The possibility of any measures that would be “restrictive” to, for example, what bonuses can be offered to customers by online casinos, has repeatedly been opposed by industry lobbyists, including the Betting and Gaming Council (BGC).
A Peek at TonyBet
TonyBet is expected to pay a £442,750 fine after the violations were unearthed during an inspection in 2021. The firm, which is not an associate of the BGC, is an Estonia-based online casino that grew out of a corporation founded by Antanas Guoga, a Lithuanian professional gambler and businessman known as Tony G in the gambling market. He is no longer involved in the company.
TonyBet also warned winners that their winnings could be seized if they didn’t include anti-money laundering paperwork within 30 days. While the company insisted that winners go through such hoops to collect, the commission found that it continued to fail to conduct adequate risk evaluation of the firm being used for terrorist financing and money laundering or to put restrictions in place to prevent such activity.
A professional sports gambler and former business insider praised the measure. They emphasised that it has been too long since these firms were engaging in such activities, and they must be penalised for this conduct. Furthermore, it has been shared at several businesses for several years.
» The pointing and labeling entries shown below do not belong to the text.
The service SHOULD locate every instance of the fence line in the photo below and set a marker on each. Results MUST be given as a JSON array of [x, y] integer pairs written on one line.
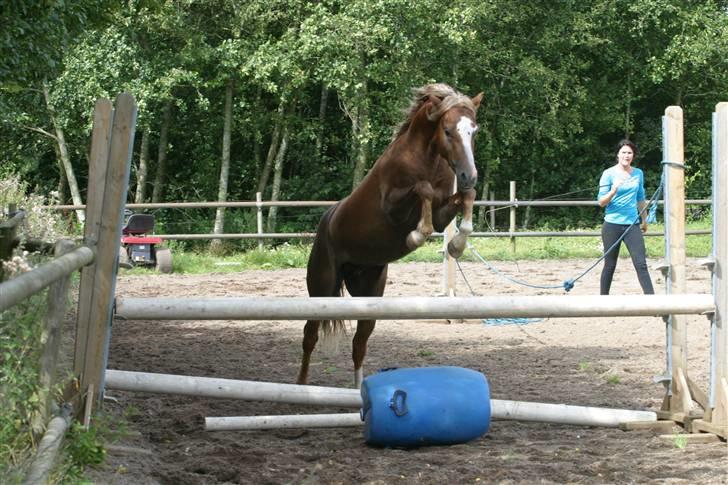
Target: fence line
[[328, 203], [260, 235]]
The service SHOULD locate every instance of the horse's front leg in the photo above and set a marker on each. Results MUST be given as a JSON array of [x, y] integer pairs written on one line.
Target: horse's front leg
[[424, 228], [456, 246]]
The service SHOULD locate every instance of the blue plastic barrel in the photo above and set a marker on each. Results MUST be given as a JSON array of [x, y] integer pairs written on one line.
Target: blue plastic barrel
[[408, 408]]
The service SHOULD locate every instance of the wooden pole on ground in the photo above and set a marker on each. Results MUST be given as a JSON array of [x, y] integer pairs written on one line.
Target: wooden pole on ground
[[110, 162], [716, 413]]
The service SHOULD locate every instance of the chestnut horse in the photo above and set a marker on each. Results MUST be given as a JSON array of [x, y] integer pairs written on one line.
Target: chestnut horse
[[404, 198]]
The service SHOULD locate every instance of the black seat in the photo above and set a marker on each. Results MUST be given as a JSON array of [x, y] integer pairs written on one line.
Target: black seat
[[139, 224]]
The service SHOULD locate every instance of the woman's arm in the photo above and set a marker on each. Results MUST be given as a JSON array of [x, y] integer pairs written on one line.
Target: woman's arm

How Gambling Addiction is Fueling Crime?
The step by the Gambling Commission is crucial as gambling addiction is causing severe issues in Britain and is fueling crimes much like substance abuse. Hence, the police and other authorities are taking more precautions.
Moreover, several police agencies in England and Wales will routinely screen criminal suspects for gambling addiction due to rising fears that high-stakes betting fuels criminality similar to narcotics and alcohol.
In addition to inquiries about alcohol and drug usage, ten police departments now frequently interrogate detained suspects about their gambling habits.
Additionally, police and crime commissioners advocate for improved protections to prohibit the use of criminal earnings for gambling. In a recent case, Martin Sargeant, a former chief of operations for the Church of England, robbed the church of almost £5.2 million and wagered millions of pounds on virtual slot machines while still being offered VIP status, incentives, food hampers, and expensive watches by betting firms.
The government estimates the yearly cost of alcohol-related and class A drug-related offences to be £11 billion and £13.9 billion, respectively. Still, statistics on the cost of gambling-related crimes are sparse.
In 2017, Cheshire police established the first pilot programme to test offenders for gambling addiction. Under this initiative, suspects were interrogated about their betting habits, and problematic gamblers were provided with appropriate treatment: Initial results indicated that 13% of those polled were at risk for developing a gambling problem.
Matt Burton, former assistant chief officer of the Cheshire police, who managed the pilot programme adopted by nine other forces, stated that the criminal justice system must take gambling addiction more seriously and provide more training to identify problem gamblers. He adds that gambling addiction is challenging to overcome, and it’s so readily available with the rise of online gaming.
Therefore, the Gambling Commission is pressuring gambling businesses to strengthen their procedures to detect money laundering, reckless gambling, and criminal proceeds.